Ukrywanie cieni pod oczami
W tym przypadku najlepiej będzie sięgnąć po płynny korektor tzw. flamaster, który po przekręceniu odmierza krople. Może być matowy lub rozświetlający, z odbijającymi światło pigmentami. Taki korektor należy stosować samodzielnie. Pokrywamy nimi nie tylko sińce, ale też okolice 2-3 mm poza nimi, zaznaczając jakby trójkąty. Dzięki temu unikniemy efektu pandy.

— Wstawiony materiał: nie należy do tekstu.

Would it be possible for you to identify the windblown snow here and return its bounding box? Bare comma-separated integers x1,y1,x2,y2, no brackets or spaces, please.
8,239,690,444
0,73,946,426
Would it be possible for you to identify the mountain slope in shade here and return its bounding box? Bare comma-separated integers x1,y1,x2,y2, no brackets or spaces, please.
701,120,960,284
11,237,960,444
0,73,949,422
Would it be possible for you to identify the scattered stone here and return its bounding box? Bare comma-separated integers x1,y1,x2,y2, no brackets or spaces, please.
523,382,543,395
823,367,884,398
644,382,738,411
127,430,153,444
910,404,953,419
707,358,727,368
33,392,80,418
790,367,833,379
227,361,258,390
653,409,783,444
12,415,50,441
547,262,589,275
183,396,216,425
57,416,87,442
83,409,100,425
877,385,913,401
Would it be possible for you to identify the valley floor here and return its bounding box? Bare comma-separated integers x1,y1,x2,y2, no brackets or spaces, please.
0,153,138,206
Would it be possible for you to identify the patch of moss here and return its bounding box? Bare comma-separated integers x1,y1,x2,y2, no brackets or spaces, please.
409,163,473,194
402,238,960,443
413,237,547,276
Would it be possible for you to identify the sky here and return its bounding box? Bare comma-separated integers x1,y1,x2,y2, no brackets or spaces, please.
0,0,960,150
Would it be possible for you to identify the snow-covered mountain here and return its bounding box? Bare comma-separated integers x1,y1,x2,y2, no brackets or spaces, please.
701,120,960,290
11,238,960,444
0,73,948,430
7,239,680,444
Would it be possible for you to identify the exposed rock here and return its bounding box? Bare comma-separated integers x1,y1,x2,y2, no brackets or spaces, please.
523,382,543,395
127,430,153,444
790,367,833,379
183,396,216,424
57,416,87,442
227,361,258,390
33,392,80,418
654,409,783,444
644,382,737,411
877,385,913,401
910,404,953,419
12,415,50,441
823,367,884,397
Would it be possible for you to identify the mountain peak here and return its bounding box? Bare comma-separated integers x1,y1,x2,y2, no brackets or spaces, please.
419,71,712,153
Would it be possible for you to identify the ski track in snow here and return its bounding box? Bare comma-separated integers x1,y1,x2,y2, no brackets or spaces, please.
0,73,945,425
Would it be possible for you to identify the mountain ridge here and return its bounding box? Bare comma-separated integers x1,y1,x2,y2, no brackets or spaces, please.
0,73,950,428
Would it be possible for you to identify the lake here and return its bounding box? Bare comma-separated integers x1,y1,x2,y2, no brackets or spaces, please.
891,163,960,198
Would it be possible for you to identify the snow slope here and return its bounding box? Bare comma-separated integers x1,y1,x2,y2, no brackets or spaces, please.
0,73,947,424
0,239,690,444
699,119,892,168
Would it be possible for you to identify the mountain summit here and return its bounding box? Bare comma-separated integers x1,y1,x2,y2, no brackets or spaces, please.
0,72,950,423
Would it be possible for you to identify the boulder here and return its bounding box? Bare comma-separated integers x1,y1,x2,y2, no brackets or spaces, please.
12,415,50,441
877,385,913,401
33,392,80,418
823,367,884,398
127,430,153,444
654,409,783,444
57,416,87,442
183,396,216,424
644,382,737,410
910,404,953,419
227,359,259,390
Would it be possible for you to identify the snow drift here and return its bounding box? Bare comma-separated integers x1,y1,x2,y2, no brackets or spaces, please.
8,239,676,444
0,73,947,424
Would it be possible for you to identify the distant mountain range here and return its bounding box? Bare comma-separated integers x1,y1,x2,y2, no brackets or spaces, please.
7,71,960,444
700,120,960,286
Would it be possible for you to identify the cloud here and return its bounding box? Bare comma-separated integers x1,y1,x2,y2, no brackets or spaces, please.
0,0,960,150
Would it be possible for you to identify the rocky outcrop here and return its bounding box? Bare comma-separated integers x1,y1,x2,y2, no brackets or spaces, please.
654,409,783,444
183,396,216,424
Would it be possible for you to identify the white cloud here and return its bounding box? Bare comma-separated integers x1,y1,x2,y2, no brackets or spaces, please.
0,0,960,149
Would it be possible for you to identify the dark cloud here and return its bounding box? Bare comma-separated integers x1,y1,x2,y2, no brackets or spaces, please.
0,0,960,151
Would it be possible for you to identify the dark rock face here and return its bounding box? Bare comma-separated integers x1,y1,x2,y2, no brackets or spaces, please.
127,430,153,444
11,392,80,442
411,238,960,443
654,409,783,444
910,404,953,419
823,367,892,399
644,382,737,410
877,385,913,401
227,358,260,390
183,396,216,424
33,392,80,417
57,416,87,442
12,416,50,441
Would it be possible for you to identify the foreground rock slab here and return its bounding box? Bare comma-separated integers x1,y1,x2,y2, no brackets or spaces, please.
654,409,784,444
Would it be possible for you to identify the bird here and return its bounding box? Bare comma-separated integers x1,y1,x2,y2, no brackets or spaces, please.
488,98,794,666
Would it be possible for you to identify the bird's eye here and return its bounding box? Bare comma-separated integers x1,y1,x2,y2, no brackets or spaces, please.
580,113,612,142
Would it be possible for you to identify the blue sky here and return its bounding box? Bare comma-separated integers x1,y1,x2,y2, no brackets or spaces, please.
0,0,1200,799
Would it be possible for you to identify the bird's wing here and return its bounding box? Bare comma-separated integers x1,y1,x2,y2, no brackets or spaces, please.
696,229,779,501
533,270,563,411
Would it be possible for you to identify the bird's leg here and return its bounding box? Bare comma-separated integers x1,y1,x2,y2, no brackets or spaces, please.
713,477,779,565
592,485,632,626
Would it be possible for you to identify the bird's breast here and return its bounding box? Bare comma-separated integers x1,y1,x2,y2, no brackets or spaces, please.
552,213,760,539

Te dodatkowe 2-3 mm pozwolą zatrzeć granice między cieniem korektora i podkładu na pozostałej części twarzy.
Maskowanie krost
Najlepiej sprawdzi się korektor w sztyfcie, kredce lub emulsji, beżowy albo zielony (zielony pod podkład, beżowy na). Maskujemy korektorem wypukły wyprysk, jeśli rozetrzemy kosmetyk dookoła, zmiana będzie bardziej widoczna. Potem ruchem ugniatającym przypudruj ślad korektora. Gdy wybieramy zielony, lekko wklepujemy podkład i używamy pudru.
Na przebarwienia i rumień
Duże czerwone zmiany, pajączki i krostki zatuszujemy korektorem zielonym. Brązowe i szare plamki - zółtym lub różowym, wszystkie inne zmiany - beżowym. Zielony, żółty i różowy stosujemy pod podkład, natomiast beżowy na. Wklepujemy korektor palcami lub nakładamy go lekko zwilżoną gąbką, wykonując ruchy lekko wciskające kosmetyk w to miejsce, które chcemy zatuszować.
Na zbyt bladą twarz
Szybko wysychający, długotrwały korektor w emulsji spełni to zadanie, gdy nie używamy podkładu. Do cery większości dojrzałych Polek pasują beże z domieszką żółtego pigmentu. Możemy go stosować samodzielnie miejscowo przed nałożeniem pudru. Można zainwestować w jeden multifunkcyjny korektor beżowy matowy lub dwa osobne: jeden matowy do twarzy (w odcieniu cery), drugi lżejszy rozświetlający cienie pod oczami.